CHAPTER 11

David

One of Michelangelo’s earliest artistic triumphs was the sculpture David in Florence, a work that was produced from an old block of Carrara marble sitting in the workshop yard of Santa Maria del Fiore (Fig. 11.1). The unusually high but all too shallow block had been in the Office of Works’ possession for quite some time, but they still had great difficulties in determining what to do with it. Other artists had suggested that pieces of stone should be added to make it more useful, but Michelangelo insisted that a beautiful figure could be carved without any additions.289 This was a winning argument, and he received the commission in August 1501.290 His success with David and the importance attached to the work being carved from a single block without additions can be explained by a deep respect for sculpture’s origins in nature, and how sculpture was expected to retain traces of its own origin.291

In January 1504, a council of the most eminent artists of the city gathered to discuss the siting of the work, Sandro Botticelli, Jacopo Sansovino, and Leonardo da Vinci among them.292 Finally it was settled, in accordance with a suggestion by the painter Piero di Cosimo: Michelangelo himself should decide, for ‘he who made it surely knows better than anyone the place best suited to the appearance and character of the figure’.293 The artist chose the north side of the entrance from the Palazzo Vecchio.294 The siting is perfect for the figure, with his back against the rough wall, so that the shallowness of the block and the relief-like character of the sculpture is emphasized without becoming disturbing. It displays the sculpture’s most striking features—the profile, the strong hands, the amazing height—and it both attaches it to and withdraws it somewhat from the piazza, the loggia, and other works of art nearby. Even the pedestal was given careful consideration; quite low, almost unadorned, and with obvious connotations to the display of classical sculpture.295 There are fascinating accounts of the immense difficulties of transporting the sculpture from the cathedral workshop to the Palazzo Vecchio in May 1504.296 A special system of beams and ropes on rollers had to be constructed, a gateway had to be destroyed, and enemies of the project threw stones at it, intent on damaging it.297 More than forty men were needed for the transport, which took four days in all.

Image

Fig. 11.1 Michelangelo, David, 1501–1504. Galleria dell’Accademia, Florence. Marble. (Photo: Shutterstock)

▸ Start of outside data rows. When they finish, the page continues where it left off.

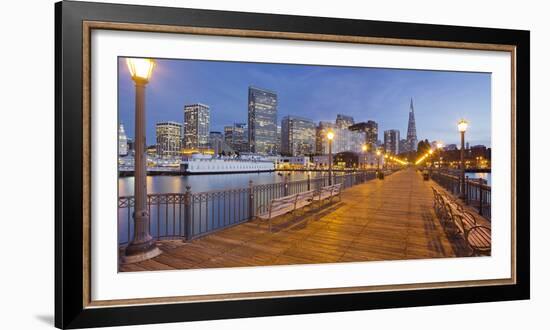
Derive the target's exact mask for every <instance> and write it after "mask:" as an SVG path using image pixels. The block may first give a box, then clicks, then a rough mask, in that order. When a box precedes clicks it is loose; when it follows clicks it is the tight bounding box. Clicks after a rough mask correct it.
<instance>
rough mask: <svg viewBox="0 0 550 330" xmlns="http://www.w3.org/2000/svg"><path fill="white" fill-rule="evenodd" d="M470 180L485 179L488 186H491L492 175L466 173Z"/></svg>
mask: <svg viewBox="0 0 550 330" xmlns="http://www.w3.org/2000/svg"><path fill="white" fill-rule="evenodd" d="M466 175H467V176H468V178H470V179H483V180H486V181H487V185H489V186H490V185H491V173H466Z"/></svg>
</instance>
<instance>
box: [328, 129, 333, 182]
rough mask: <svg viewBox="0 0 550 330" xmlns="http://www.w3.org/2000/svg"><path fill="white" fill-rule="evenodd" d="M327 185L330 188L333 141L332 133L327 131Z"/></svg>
mask: <svg viewBox="0 0 550 330" xmlns="http://www.w3.org/2000/svg"><path fill="white" fill-rule="evenodd" d="M327 139H328V185H329V186H332V140H333V139H334V132H333V131H328V133H327Z"/></svg>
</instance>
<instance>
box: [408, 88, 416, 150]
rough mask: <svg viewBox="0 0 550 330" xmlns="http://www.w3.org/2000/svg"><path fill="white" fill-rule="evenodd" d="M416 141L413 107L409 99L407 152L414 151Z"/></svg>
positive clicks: (414, 120)
mask: <svg viewBox="0 0 550 330" xmlns="http://www.w3.org/2000/svg"><path fill="white" fill-rule="evenodd" d="M417 143H418V140H417V137H416V121H415V119H414V105H413V101H412V97H411V105H410V107H409V125H408V127H407V146H408V148H407V149H408V151H416V147H417V145H416V144H417Z"/></svg>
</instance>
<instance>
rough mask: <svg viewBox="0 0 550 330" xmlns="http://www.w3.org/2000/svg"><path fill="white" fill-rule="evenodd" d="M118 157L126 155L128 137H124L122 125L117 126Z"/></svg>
mask: <svg viewBox="0 0 550 330" xmlns="http://www.w3.org/2000/svg"><path fill="white" fill-rule="evenodd" d="M118 155H119V156H126V155H128V137H126V132H125V131H124V126H123V125H122V124H120V125H119V126H118Z"/></svg>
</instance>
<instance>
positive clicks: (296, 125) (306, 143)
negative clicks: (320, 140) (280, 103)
mask: <svg viewBox="0 0 550 330" xmlns="http://www.w3.org/2000/svg"><path fill="white" fill-rule="evenodd" d="M314 151H315V124H314V123H313V121H311V120H310V119H307V118H302V117H297V116H285V117H283V120H282V121H281V153H282V154H283V155H287V156H303V155H309V154H312V153H313V152H314Z"/></svg>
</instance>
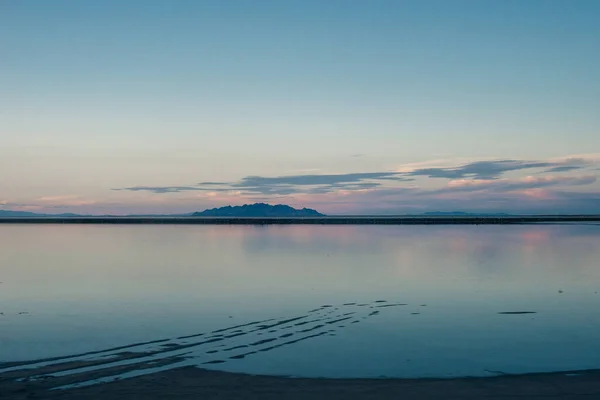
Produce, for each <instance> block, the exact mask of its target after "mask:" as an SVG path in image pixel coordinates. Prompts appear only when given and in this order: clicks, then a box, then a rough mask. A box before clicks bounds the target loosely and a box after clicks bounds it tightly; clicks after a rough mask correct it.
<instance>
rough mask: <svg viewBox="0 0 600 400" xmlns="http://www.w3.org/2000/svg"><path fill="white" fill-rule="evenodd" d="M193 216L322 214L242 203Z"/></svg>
mask: <svg viewBox="0 0 600 400" xmlns="http://www.w3.org/2000/svg"><path fill="white" fill-rule="evenodd" d="M192 216H193V217H322V216H323V214H321V213H319V212H317V211H315V210H312V209H310V208H303V209H301V210H299V209H296V208H293V207H290V206H287V205H283V204H277V205H274V206H272V205H270V204H265V203H256V204H244V205H243V206H233V207H232V206H226V207H220V208H213V209H211V210H205V211H201V212H195V213H193V214H192Z"/></svg>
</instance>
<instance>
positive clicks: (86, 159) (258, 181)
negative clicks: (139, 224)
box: [0, 0, 600, 213]
mask: <svg viewBox="0 0 600 400" xmlns="http://www.w3.org/2000/svg"><path fill="white" fill-rule="evenodd" d="M599 18H600V3H599V2H597V1H585V0H581V1H572V2H568V1H553V0H538V1H533V0H519V1H517V0H514V1H513V0H507V1H486V0H479V1H476V0H471V1H469V0H454V1H447V0H438V1H433V0H419V1H417V0H414V1H402V0H394V1H384V0H374V1H352V0H347V1H341V0H340V1H334V0H327V1H323V0H320V1H312V0H304V1H293V0H287V1H261V0H257V1H249V0H247V1H241V0H238V1H234V0H231V1H191V0H189V1H183V0H180V1H166V0H164V1H158V0H145V1H141V0H140V1H115V0H106V1H102V2H95V1H76V0H72V1H64V0H55V1H52V2H49V1H42V0H38V1H34V0H19V1H17V0H6V1H3V2H2V3H0V51H1V53H2V62H0V88H1V90H0V140H1V143H2V146H0V208H2V209H13V210H32V211H44V212H65V211H69V212H82V213H107V212H109V213H132V212H144V213H145V212H185V211H194V210H197V209H204V208H207V207H213V206H221V205H225V204H242V203H247V202H253V201H267V202H271V203H287V204H292V205H296V206H307V207H315V208H318V209H319V210H322V211H324V212H328V213H412V212H422V211H432V210H446V211H447V210H455V209H460V210H463V211H468V210H476V211H507V212H600V185H599V184H598V183H597V182H596V175H597V174H598V172H599V168H600V113H599V112H598V110H600V72H599V71H600V24H598V23H597V21H598V20H599ZM532 165H533V166H532ZM507 166H510V168H508V169H507ZM426 168H433V169H437V170H436V171H437V172H436V173H434V174H425V173H418V171H420V170H421V171H422V170H423V169H426ZM465 168H466V171H469V173H461V172H460V171H463V170H465ZM490 168H491V170H493V171H498V170H500V172H499V173H492V174H490V173H489V172H490ZM480 169H481V170H480ZM415 171H417V172H415ZM449 171H450V172H449ZM452 171H454V172H452ZM457 171H458V172H457ZM482 171H483V172H482ZM486 171H487V172H486ZM430 172H431V171H430ZM480 172H482V173H480ZM361 174H362V175H361ZM386 174H387V175H386ZM382 177H383V178H384V179H381V178H382ZM203 182H217V183H220V184H219V185H205V184H201V183H203ZM176 188H179V190H176ZM185 188H187V189H185ZM115 189H118V190H115Z"/></svg>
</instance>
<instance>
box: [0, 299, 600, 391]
mask: <svg viewBox="0 0 600 400" xmlns="http://www.w3.org/2000/svg"><path fill="white" fill-rule="evenodd" d="M417 306H418V307H425V304H420V305H418V304H415V305H413V306H412V307H413V308H411V305H410V304H407V303H400V302H391V301H387V300H376V301H373V302H370V303H356V302H351V303H344V304H341V305H331V304H324V305H322V306H320V307H318V308H315V309H312V310H310V311H308V312H306V313H304V314H300V315H296V316H287V317H279V318H270V319H266V320H260V321H252V322H246V323H243V324H236V325H233V326H227V327H224V328H220V329H216V330H212V331H207V332H199V333H193V334H189V335H185V336H178V337H173V338H163V339H157V340H152V341H148V342H141V343H133V344H129V345H125V346H120V347H115V348H109V349H105V350H100V351H91V352H87V353H83V354H76V355H69V356H63V357H55V358H49V359H41V360H30V361H22V362H10V363H0V399H19V400H20V399H35V398H44V399H81V398H86V399H108V400H112V399H130V398H142V399H164V398H176V399H196V398H202V399H246V398H256V399H396V398H402V399H432V398H436V399H437V398H439V399H480V398H486V399H510V398H520V399H523V398H526V399H542V398H544V399H546V398H557V399H577V398H587V399H590V398H598V399H600V370H588V371H577V372H574V371H569V372H555V373H538V374H521V375H516V374H515V375H511V374H507V373H505V372H503V371H487V370H486V371H485V373H486V374H488V377H477V378H475V377H472V378H451V379H391V378H381V379H329V378H327V379H326V378H322V379H318V378H290V377H278V376H259V375H250V374H240V373H228V372H219V371H213V370H206V369H203V368H202V366H203V365H205V366H207V367H208V366H213V365H215V364H216V367H218V364H222V363H235V362H238V361H237V360H240V359H243V358H246V357H255V356H257V355H259V354H263V353H264V352H269V351H273V350H275V349H279V348H282V347H288V346H294V345H295V344H296V343H298V342H301V341H304V340H314V339H315V338H318V337H322V336H326V335H329V336H335V335H336V333H337V332H338V331H339V330H341V329H345V327H346V326H348V325H350V324H356V323H364V322H365V321H368V320H369V319H371V318H379V317H378V316H379V315H381V314H382V313H386V312H388V310H390V309H392V308H395V307H398V309H402V310H403V312H405V313H407V314H420V312H415V311H414V310H415V308H414V307H417ZM532 312H533V311H522V310H513V311H500V312H498V314H504V315H507V316H506V317H501V318H513V317H511V316H510V315H519V314H523V313H532ZM494 375H495V376H494Z"/></svg>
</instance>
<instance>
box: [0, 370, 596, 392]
mask: <svg viewBox="0 0 600 400" xmlns="http://www.w3.org/2000/svg"><path fill="white" fill-rule="evenodd" d="M82 378H84V379H85V378H89V377H82ZM51 386H52V385H51V384H50V383H49V382H47V381H43V380H42V381H39V382H26V383H24V382H23V383H21V382H14V381H10V380H0V398H2V399H15V400H25V399H63V400H70V399H98V400H120V399H220V400H229V399H273V400H275V399H277V400H279V399H292V400H295V399H307V400H308V399H311V400H312V399H316V400H319V399H340V400H341V399H448V400H452V399H494V400H496V399H497V400H500V399H540V400H541V399H600V370H593V371H579V372H572V371H571V372H568V373H564V372H563V373H550V374H527V375H506V376H498V377H493V378H458V379H301V378H285V377H270V376H253V375H245V374H234V373H227V372H218V371H209V370H203V369H200V368H193V367H187V368H180V369H174V370H170V371H165V372H161V373H156V374H151V375H145V376H141V377H137V378H132V379H125V380H122V381H117V382H112V383H105V384H101V385H95V386H89V387H85V388H77V389H69V390H49V388H50V387H51Z"/></svg>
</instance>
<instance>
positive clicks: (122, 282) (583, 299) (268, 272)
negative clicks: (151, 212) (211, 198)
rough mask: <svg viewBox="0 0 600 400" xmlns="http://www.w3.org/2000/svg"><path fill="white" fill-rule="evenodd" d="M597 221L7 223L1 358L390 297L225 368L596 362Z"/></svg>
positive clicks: (4, 248) (598, 308) (217, 329)
mask: <svg viewBox="0 0 600 400" xmlns="http://www.w3.org/2000/svg"><path fill="white" fill-rule="evenodd" d="M599 228H600V226H597V225H583V224H582V225H572V224H571V225H567V224H565V225H520V226H405V227H402V226H308V225H300V226H267V227H255V226H158V225H157V226H127V225H124V226H117V225H111V226H85V225H79V226H78V225H67V226H58V225H55V226H50V225H43V226H24V225H12V226H11V225H3V226H0V282H3V283H2V284H0V313H3V314H1V315H0V361H2V360H5V361H6V360H18V359H33V358H42V357H51V356H60V355H68V354H72V353H77V352H87V351H92V350H102V349H105V348H108V347H112V346H122V345H127V344H130V343H134V342H140V341H148V340H150V341H151V340H156V339H161V338H178V337H180V336H185V335H189V334H193V333H194V332H202V331H206V330H218V329H221V328H223V327H226V326H230V325H238V324H244V323H248V322H251V321H254V320H264V319H271V318H282V319H284V320H285V319H286V318H289V317H293V316H295V315H302V313H304V312H306V311H307V310H311V309H315V308H317V307H320V306H321V305H327V304H338V305H342V304H346V306H344V307H352V306H354V305H353V304H351V303H356V304H357V305H359V304H371V303H372V302H373V301H376V300H386V301H388V302H389V304H403V306H402V307H388V308H374V309H370V310H369V311H368V313H367V314H366V315H365V316H366V317H368V320H365V322H364V323H357V324H347V325H344V328H343V329H342V330H340V331H339V332H336V333H335V336H329V334H322V335H320V336H319V337H317V338H314V340H312V339H311V340H307V341H302V342H298V343H294V345H293V346H287V347H282V348H277V349H273V351H269V352H265V353H260V354H257V355H254V356H253V357H248V359H245V358H244V359H236V360H235V361H236V362H235V363H234V362H229V361H228V362H225V363H223V364H219V366H218V367H219V368H220V369H226V370H236V371H244V372H257V373H286V374H292V375H306V376H319V375H324V376H379V375H387V376H455V375H461V374H463V375H464V374H472V375H478V374H485V373H486V372H485V370H486V369H491V370H506V371H513V372H523V371H525V372H526V371H543V370H552V369H568V368H584V367H585V368H592V367H596V368H597V367H600V359H599V357H600V356H597V354H600V345H599V344H597V343H596V342H597V340H596V339H595V338H596V336H597V332H598V331H600V312H599V310H600V307H598V306H599V305H600V304H599V303H600V295H598V294H597V293H598V291H599V290H600V287H599V286H600V284H599V283H598V282H600V279H599V278H600V269H598V268H597V260H598V259H600V246H598V245H599V244H600V230H599ZM371 306H373V307H375V305H373V304H371ZM340 307H341V306H340ZM384 311H385V312H384ZM523 312H532V314H524V313H523ZM372 313H375V314H372ZM533 313H535V314H533ZM332 334H333V333H332ZM260 340H263V339H260ZM260 340H257V341H260ZM233 346H235V345H234V344H232V347H233ZM349 358H351V359H356V360H362V361H360V362H358V361H357V362H355V363H354V362H348V359H349ZM400 359H401V360H410V361H404V362H403V363H398V360H400Z"/></svg>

The successful struggle with material preconditions is still an important part of David’s impact (it was moved to the Accademia delle Belle Arti in 1873, with a copy taking its place at the original site): the beauty of the material and the statue’s unusual height and detailed proportions continue to impress, while the constraints of the marble block are felt most strongly in the relief-like quality and rectangularity of the figure. Condivi makes an important point here:

Michelangelo accepted it [the block of stone], and without any other pieces carved from it the above-mentioned statue, so exactly, that as can be seen on the crown of the head and on the base, the old rough surface of the marble still appears. He has done this sort of thing in other works, such as the tomb of Pope Julius II with the statue which represents the Contemplative Life [Rachel]: and this represents one of the master-strokes on the part of those who are leaders in the art.298

Again, it is emphasized that David was produced from a single block without additions. The vestiges on the head were removed during a later restoration, but those by the feet remain.299 This is the earliest work of art for which there is a sixteenth-century remark about Michelangelo’s habit of installing them in an unfinished state, his open tribute to sculpture’s relationship with nature. It is telling that the comment was made during a discussion about the expertise needed to handle the material in question, the marble block. A willingness to exhibit uncompleted sculptures was a fundamental quality of his art, and had partly to do with the prevailing idea of sculpture’s immediate and prestigious origins in nature. This went further than Michelangelo himself, and should be seen as part of the general aesthetic climate of the Florentine Renaissance.